An extra teaspoon a day of salt jacks up the chance of stroke
Consuming an extra teaspoon a day of salt jacks up a person's risk of stroke by 23 percent and the risk of developing heart disease by 17 percent, according to a new study.
"This research adds to an already significant body of evidence that shows we could make major public-health gains if we were to cut sodium in the food supply," said Kevin Willis, director of partnerships at the Canadian Stroke Network.
The research, published in the British Medical Journal, was led by Pasquale Strazzullo of the University of Naples in Italy.
His team compiled the results of 13 studies, involving more than 170,000 people, that were published between 1996 and 2008. The researchers examined the direct correlation between salt consumption and heart disease and stroke, and found that more than 10,000 heart attacks and strokes could be directly attributed to excess salt consumption.

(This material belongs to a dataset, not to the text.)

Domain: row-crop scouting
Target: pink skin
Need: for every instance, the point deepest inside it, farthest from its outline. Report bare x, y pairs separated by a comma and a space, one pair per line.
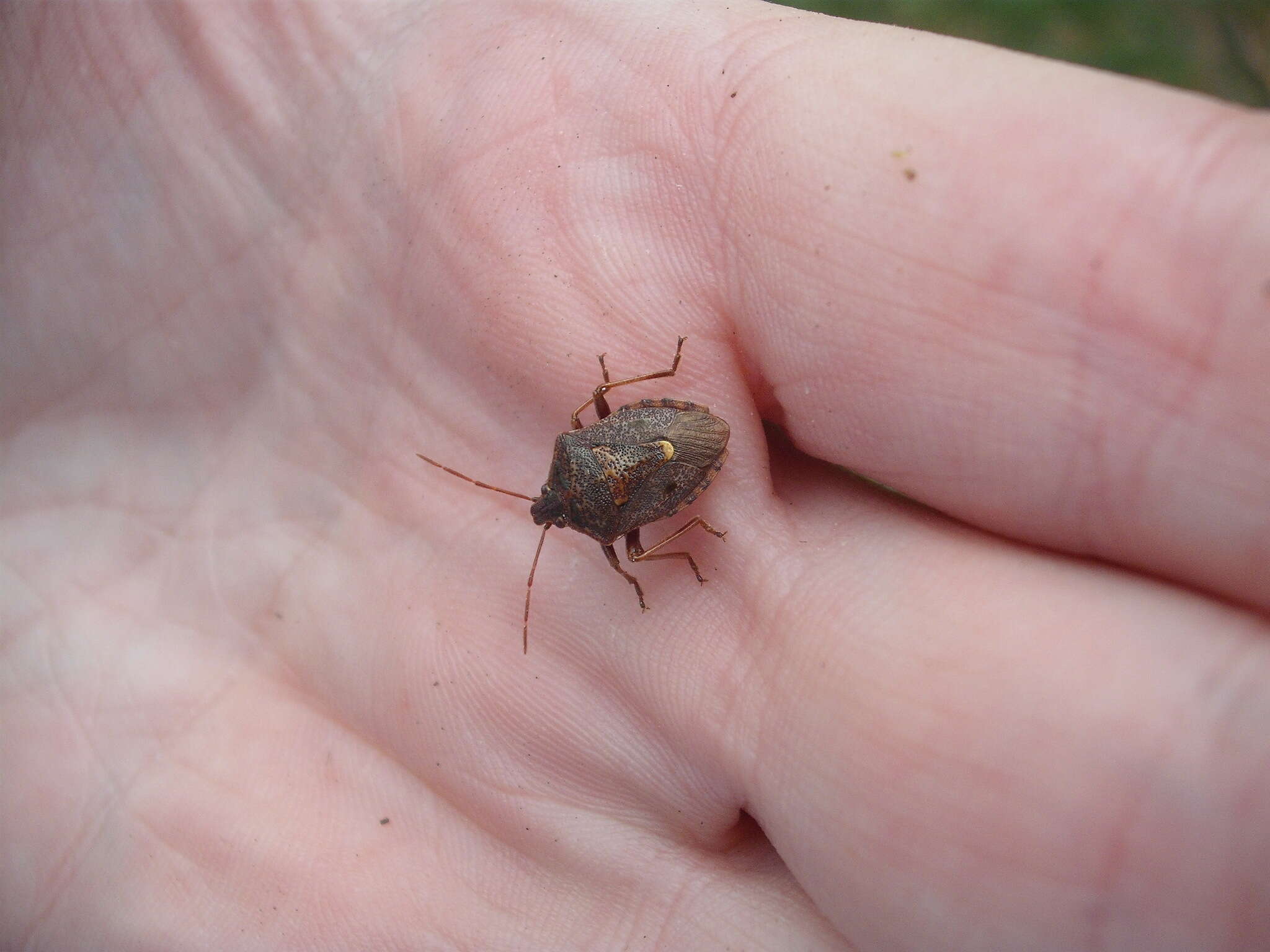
254, 259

Strazzullo and his team estimated that if people worldwide consumed no more than the recommended upper limit of five grams of salt daily (one teaspoon - or half the average consumption today), as many 3 million cardiovascular deaths and 250,000 stroke deaths could be averted annually.
The "projected benefits of salt reduction are substantial," said Lawrence Appel, a professor of human nutrition at Johns Hopkins University in Baltimore, Md.
He said that, if anything, the new research likely underestimates the negative impacts of salt consumption because there is "systematic under-reporting of salt intake."